Just wanted to report on a paint stripper I used that seems to work well.
I'm stripping a light fixture that had many coats of paint on it. Did the bulk of the fixture with Citristrip, which worked reasonably well and fast. Used up the last of it and needed to do one last piece (the "fitter"), so I went to the hardware store (Orchard) and picked up a jug of 3M's "Safest Stripper", since it was cheaper than Citristrip and because I hadn't used it before and wanted to try it.
Turns out to be pretty good stuff. It's a very thick white goo that sticks well even to vertical surfaces (better than Citristrip in this regard), and it works reasonably fast. It's taking a few passes to get all the paint off this piece, but it's coming off nicely. No smell, and the active ingredients are dimethyl adipate and dimethyl glutarage. (Any chemists out there who can explain what these are? and I'm curious as to why all strippers seem to want to have chemicals with "methyl" in their names.)

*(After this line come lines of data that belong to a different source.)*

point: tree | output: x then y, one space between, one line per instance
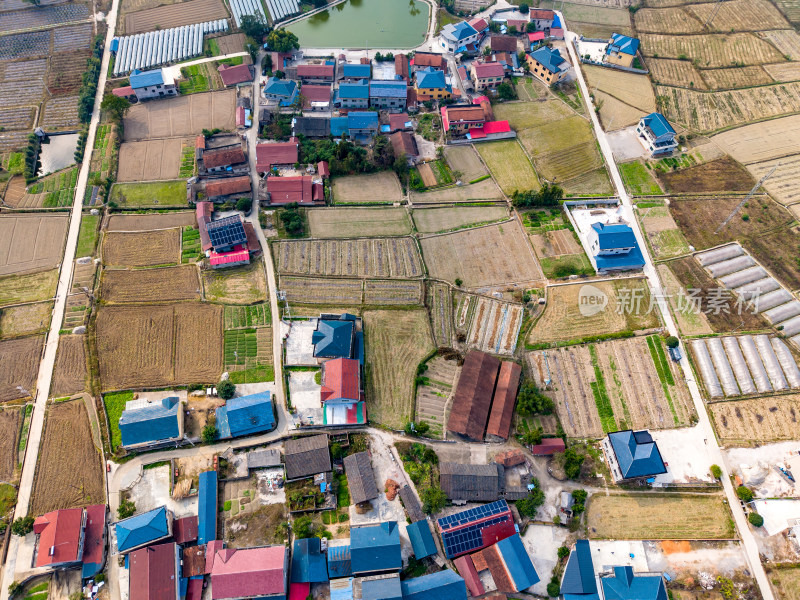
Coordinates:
115 106
126 509
226 389
282 40
433 499
22 526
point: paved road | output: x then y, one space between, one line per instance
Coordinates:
705 431
62 291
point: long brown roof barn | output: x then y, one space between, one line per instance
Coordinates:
473 397
505 394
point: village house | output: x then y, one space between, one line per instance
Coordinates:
656 134
547 65
621 50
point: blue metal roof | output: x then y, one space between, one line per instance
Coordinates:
245 416
518 562
443 585
142 529
150 424
354 91
658 124
550 59
349 70
140 79
637 454
207 508
333 338
624 585
578 577
421 539
388 89
430 78
382 589
623 44
308 562
375 548
339 562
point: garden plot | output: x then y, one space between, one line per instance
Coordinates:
159 345
375 188
20 358
494 255
358 222
756 420
150 285
29 242
181 116
439 379
151 160
377 257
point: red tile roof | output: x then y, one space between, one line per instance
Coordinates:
59 536
248 572
281 153
505 394
227 186
152 573
341 380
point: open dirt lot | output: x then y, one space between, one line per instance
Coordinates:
68 473
396 342
657 517
174 15
358 222
435 220
376 257
151 160
20 360
181 116
30 242
25 319
142 249
150 285
483 257
69 376
383 187
562 319
148 346
748 422
465 160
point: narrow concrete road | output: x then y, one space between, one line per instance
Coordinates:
705 430
62 291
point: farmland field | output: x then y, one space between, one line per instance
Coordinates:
659 516
376 257
245 284
29 242
151 159
20 359
483 257
562 319
141 249
510 167
69 375
159 345
396 342
358 222
68 473
383 187
465 160
435 220
150 285
181 116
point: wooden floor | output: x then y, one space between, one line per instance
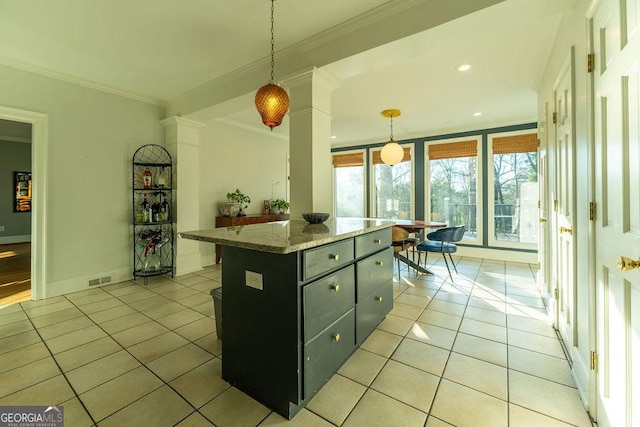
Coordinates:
15 273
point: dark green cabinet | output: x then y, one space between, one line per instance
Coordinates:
290 328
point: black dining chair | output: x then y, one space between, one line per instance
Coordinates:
443 241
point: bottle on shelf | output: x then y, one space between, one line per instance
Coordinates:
162 181
164 208
146 209
147 182
155 211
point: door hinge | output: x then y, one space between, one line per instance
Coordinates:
594 361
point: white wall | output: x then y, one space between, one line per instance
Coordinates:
14 156
572 32
232 158
91 138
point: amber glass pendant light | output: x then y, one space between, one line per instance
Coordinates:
272 101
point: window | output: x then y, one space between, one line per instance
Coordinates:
513 184
392 187
453 184
348 178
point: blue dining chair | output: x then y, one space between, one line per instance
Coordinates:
443 241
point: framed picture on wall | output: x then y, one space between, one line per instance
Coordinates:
22 191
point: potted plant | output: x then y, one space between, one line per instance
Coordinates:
279 206
241 199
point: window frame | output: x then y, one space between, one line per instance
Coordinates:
491 240
478 241
364 179
372 180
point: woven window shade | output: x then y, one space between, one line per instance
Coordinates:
452 150
347 160
377 160
515 144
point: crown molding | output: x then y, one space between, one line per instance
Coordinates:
7 138
79 82
338 31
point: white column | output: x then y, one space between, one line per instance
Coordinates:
182 139
311 173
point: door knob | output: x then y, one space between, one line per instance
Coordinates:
626 263
567 230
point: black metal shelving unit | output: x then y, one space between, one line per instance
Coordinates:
153 237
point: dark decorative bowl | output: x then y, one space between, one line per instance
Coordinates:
315 217
315 229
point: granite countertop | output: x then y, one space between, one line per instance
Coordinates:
287 236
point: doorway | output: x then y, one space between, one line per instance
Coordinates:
38 123
15 212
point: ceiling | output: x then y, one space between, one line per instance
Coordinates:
155 51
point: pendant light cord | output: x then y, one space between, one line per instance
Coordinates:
391 127
272 42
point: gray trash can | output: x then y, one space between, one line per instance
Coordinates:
216 294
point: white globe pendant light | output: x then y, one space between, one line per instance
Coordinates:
392 153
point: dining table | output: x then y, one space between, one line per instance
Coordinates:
415 226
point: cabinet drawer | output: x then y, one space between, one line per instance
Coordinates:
372 242
372 272
326 258
326 352
327 299
372 309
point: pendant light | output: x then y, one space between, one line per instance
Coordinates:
272 101
392 153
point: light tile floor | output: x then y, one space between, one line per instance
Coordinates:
477 351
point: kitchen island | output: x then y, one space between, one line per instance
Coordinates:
298 300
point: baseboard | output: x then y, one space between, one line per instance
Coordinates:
77 284
15 239
580 374
498 255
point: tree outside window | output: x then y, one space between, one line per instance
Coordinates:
515 188
453 191
392 190
349 184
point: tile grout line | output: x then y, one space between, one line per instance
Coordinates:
77 396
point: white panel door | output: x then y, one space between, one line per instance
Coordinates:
614 27
565 205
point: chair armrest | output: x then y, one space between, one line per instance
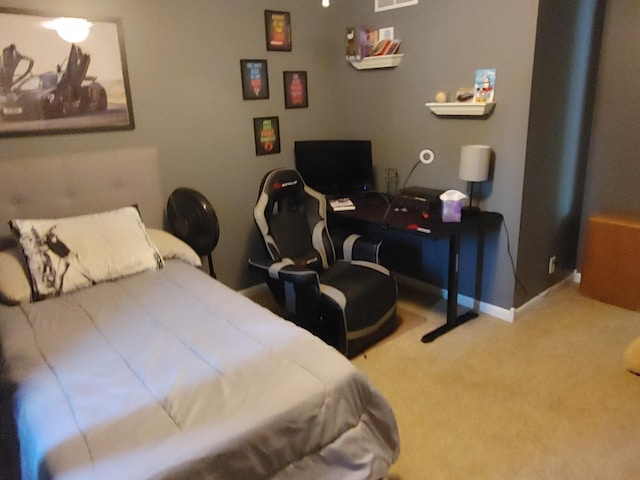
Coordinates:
285 270
352 246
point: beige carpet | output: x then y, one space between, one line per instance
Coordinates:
546 397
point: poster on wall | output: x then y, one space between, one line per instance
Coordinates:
295 89
62 75
278 30
266 132
255 79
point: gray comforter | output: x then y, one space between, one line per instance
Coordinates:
170 374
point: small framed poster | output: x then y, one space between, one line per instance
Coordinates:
266 131
255 79
295 89
278 30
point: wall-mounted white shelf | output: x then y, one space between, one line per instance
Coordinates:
461 108
381 61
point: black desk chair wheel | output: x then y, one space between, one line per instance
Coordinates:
193 220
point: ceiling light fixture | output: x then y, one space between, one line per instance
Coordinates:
72 30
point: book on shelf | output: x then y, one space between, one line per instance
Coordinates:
485 85
386 47
342 204
358 43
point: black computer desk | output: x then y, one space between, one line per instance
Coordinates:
379 210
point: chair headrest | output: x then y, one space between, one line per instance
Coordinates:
283 182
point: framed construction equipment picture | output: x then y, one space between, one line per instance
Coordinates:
62 75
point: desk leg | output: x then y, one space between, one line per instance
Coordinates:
453 320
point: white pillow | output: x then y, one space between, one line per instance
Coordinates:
14 283
171 246
66 254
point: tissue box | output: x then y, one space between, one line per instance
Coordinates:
451 210
452 205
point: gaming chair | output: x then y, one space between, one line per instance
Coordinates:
350 303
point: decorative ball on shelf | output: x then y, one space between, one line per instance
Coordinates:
442 97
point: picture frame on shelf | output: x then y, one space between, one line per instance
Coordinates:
295 89
255 79
34 99
277 30
266 131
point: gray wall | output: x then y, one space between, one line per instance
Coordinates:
444 43
184 73
558 140
183 59
613 173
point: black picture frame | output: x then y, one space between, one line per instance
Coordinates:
50 85
295 89
277 26
266 131
255 79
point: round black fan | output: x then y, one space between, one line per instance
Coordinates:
192 219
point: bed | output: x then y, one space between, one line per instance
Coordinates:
155 371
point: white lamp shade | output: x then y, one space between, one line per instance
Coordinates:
474 162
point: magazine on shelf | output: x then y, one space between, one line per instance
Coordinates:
485 85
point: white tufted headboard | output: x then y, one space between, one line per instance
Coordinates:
78 183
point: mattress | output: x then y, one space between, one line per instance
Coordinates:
169 374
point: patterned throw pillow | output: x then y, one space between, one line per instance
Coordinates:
66 254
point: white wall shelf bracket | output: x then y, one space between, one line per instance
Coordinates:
382 61
461 109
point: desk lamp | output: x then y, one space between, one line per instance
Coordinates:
474 167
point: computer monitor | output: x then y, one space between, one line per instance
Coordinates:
335 167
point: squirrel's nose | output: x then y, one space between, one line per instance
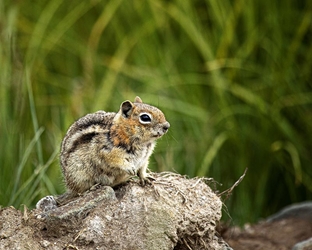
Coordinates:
166 126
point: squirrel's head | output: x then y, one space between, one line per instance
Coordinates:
141 121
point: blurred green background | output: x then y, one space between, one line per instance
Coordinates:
234 79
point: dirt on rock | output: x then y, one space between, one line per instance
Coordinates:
172 213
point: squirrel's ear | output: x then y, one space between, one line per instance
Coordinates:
126 108
138 100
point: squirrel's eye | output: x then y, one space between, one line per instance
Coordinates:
145 118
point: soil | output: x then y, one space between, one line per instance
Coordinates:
175 213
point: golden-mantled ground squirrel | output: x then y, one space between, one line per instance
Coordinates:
108 148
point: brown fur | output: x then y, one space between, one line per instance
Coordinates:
108 148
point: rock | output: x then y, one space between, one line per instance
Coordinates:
172 213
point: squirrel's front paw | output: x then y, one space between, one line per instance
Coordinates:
131 170
46 203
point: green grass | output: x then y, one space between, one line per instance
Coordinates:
233 78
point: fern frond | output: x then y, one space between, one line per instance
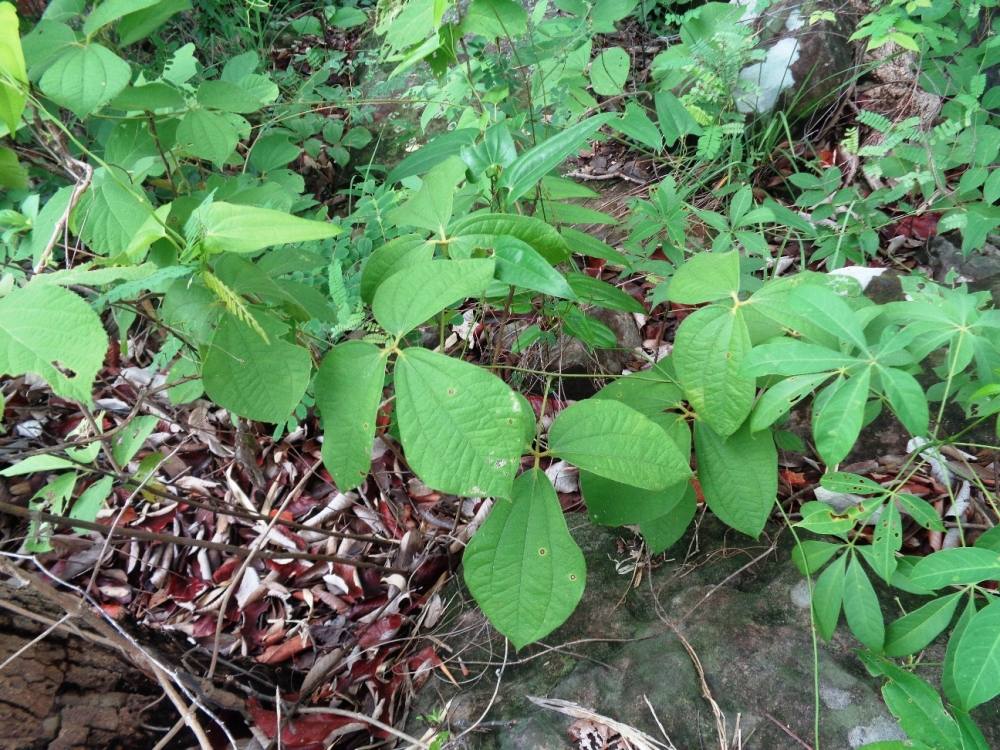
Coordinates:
233 303
874 120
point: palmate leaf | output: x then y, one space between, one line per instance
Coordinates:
523 567
611 440
54 333
348 392
254 378
462 428
861 607
976 665
839 415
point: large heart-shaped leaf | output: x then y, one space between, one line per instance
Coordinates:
977 658
54 333
523 567
395 255
709 349
706 277
482 230
738 475
409 297
254 378
611 440
462 427
85 77
230 228
348 392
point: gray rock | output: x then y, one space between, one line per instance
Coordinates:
750 632
804 64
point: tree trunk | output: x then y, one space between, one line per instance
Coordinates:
67 691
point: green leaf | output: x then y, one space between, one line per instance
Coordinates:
149 97
812 554
227 97
495 19
828 597
709 349
37 465
782 396
484 229
128 440
921 511
90 502
110 11
906 398
611 503
738 476
787 356
649 391
977 658
84 78
12 97
409 297
917 706
915 631
528 168
839 416
53 333
431 207
609 71
706 277
661 533
613 441
254 378
435 151
602 294
207 135
852 484
138 25
956 567
348 393
12 174
523 567
861 607
461 426
518 264
231 228
949 670
813 310
111 213
887 541
395 255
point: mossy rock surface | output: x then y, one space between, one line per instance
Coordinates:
749 627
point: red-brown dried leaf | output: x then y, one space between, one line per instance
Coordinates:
306 732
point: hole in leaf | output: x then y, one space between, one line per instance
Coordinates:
68 372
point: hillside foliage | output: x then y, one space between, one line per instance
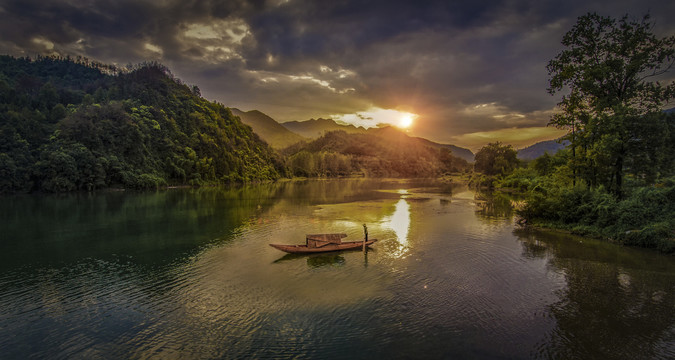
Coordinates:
385 153
70 124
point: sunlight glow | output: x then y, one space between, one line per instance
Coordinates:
376 116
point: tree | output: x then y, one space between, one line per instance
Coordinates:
613 109
496 159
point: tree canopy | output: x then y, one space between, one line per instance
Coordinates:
70 124
496 159
613 102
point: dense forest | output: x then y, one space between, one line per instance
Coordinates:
384 152
71 124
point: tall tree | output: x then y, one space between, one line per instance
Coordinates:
496 159
613 109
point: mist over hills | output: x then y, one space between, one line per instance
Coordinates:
536 150
315 128
379 152
267 128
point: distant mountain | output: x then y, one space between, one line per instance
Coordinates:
457 151
382 152
534 151
315 128
267 128
69 125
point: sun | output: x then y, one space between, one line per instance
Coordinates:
406 120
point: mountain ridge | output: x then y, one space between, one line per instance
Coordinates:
267 128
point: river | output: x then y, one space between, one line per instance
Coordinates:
188 273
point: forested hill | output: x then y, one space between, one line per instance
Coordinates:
536 150
314 128
385 153
70 124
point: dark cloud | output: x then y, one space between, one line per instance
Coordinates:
463 66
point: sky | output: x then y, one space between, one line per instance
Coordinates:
463 72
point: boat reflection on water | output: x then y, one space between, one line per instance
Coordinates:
316 260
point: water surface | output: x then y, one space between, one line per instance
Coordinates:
188 273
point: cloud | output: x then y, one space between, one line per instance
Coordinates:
465 67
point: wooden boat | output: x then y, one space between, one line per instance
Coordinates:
323 243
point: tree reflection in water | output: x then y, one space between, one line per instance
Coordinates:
614 305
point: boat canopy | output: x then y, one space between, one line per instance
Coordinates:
319 240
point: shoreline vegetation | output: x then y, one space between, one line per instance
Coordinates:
76 125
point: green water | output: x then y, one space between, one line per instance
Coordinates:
188 273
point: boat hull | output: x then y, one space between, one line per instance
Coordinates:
303 249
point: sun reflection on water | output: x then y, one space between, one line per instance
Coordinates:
399 223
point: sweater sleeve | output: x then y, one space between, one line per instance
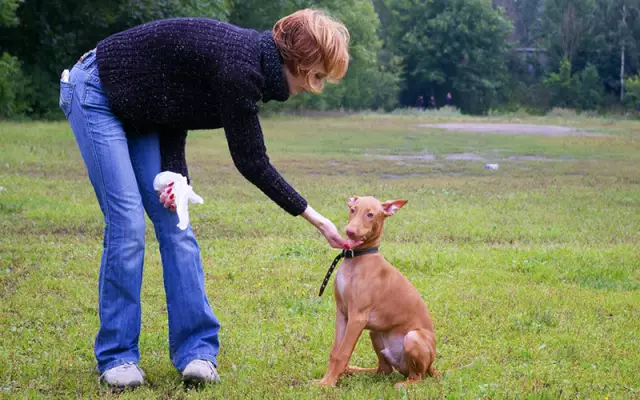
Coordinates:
249 154
172 152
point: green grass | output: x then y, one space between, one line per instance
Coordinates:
531 272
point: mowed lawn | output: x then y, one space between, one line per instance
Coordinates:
531 272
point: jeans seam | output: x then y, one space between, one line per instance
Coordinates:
107 214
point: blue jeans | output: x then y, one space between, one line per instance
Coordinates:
121 171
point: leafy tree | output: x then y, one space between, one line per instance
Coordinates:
450 45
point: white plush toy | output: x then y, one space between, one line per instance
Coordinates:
184 194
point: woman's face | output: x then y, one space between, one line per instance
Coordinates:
299 84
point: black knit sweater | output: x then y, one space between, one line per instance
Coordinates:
174 75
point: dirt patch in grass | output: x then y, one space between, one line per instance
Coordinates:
514 129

This is partly aimed at the "give me the good old toxic stuff, goddamnit" crowd here. Yes, it's true that none of these kinder, gentler, environmentally-friendly strippers work as well as the good old toxic shit: I looked at several other strippers (Bix, Jasco, etc.), and they all contain methylene chloride. The toxic crap works well, no doubt about it. But given a choice between a world where the paint strippers work fantastically well and the cancer rate is high, and one where the paint strippers require a little more patience but the cancer rate is lower, I'll pick the second one any time, as most reasonable folks also seem to.